C’était vrai pourtant que les manières de Gontran étaient changées. Elle l’avait senti jusqu’ici sans le comprendre. Elle le comprenait à présent. Il lui disait, à tout propos, des choses gentilles, délicates. Il lui avait baisé la main, une fois.
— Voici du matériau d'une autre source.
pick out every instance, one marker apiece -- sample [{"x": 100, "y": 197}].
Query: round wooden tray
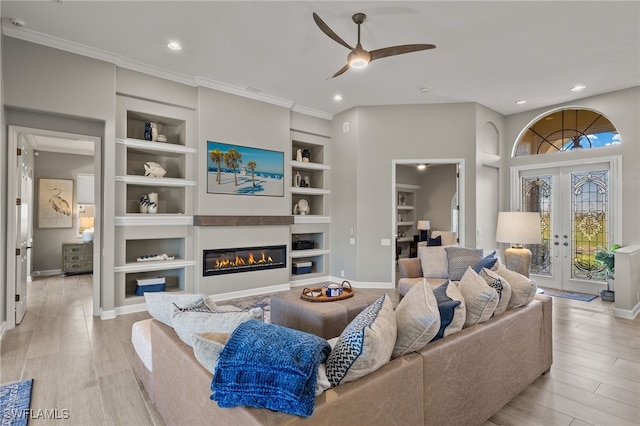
[{"x": 315, "y": 294}]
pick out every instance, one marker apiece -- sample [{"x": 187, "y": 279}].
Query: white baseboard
[
  {"x": 107, "y": 314},
  {"x": 627, "y": 313},
  {"x": 252, "y": 292}
]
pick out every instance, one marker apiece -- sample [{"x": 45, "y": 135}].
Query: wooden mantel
[{"x": 242, "y": 220}]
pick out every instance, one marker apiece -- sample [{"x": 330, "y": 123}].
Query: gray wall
[
  {"x": 3, "y": 200},
  {"x": 47, "y": 249},
  {"x": 362, "y": 159},
  {"x": 622, "y": 108}
]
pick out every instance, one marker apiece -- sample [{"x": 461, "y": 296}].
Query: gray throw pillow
[{"x": 418, "y": 319}]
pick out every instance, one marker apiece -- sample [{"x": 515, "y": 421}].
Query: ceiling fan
[{"x": 360, "y": 58}]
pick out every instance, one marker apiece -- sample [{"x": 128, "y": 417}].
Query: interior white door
[
  {"x": 574, "y": 204},
  {"x": 24, "y": 191}
]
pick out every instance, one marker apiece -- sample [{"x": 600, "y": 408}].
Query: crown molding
[{"x": 122, "y": 62}]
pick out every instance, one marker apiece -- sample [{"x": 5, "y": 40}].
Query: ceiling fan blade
[
  {"x": 341, "y": 71},
  {"x": 399, "y": 50},
  {"x": 328, "y": 31}
]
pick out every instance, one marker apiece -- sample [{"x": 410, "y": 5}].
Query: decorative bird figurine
[{"x": 57, "y": 203}]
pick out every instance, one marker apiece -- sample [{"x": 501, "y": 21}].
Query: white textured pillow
[
  {"x": 159, "y": 304},
  {"x": 365, "y": 345},
  {"x": 418, "y": 319},
  {"x": 480, "y": 299},
  {"x": 523, "y": 290},
  {"x": 188, "y": 323},
  {"x": 501, "y": 286},
  {"x": 433, "y": 261},
  {"x": 207, "y": 348}
]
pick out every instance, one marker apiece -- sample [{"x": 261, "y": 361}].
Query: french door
[{"x": 575, "y": 205}]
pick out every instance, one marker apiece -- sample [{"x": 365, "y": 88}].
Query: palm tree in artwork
[
  {"x": 232, "y": 160},
  {"x": 217, "y": 156},
  {"x": 251, "y": 165}
]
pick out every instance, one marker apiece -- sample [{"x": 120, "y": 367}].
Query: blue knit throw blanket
[{"x": 269, "y": 366}]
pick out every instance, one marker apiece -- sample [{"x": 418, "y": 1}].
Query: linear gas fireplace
[{"x": 234, "y": 260}]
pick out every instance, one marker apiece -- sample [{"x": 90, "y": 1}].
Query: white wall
[{"x": 67, "y": 86}]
Que voulait-il ? Elle lui plaisait, mais jusqu’à quel point ? Est-ce que, par hasard, il se pourrait qu’il l’épousât ? Et aussitôt il lui sembla entendre, dans l’air, quelque part, dans la nuit vide où commençaient à voltiger ses rêves, une voix qui criait : « Comtesse de Ravenel. »

L’émotion fut si forte qu’elle s’assit dans son lit ; puis elle chercha, avec ses pieds nus, ses pantoufles sous la chaise où elle avait jeté ses robes et elle alla ouvrir la fenêtre, sans savoir ce qu’elle faisait, pour donner de l’espace à ses espérances.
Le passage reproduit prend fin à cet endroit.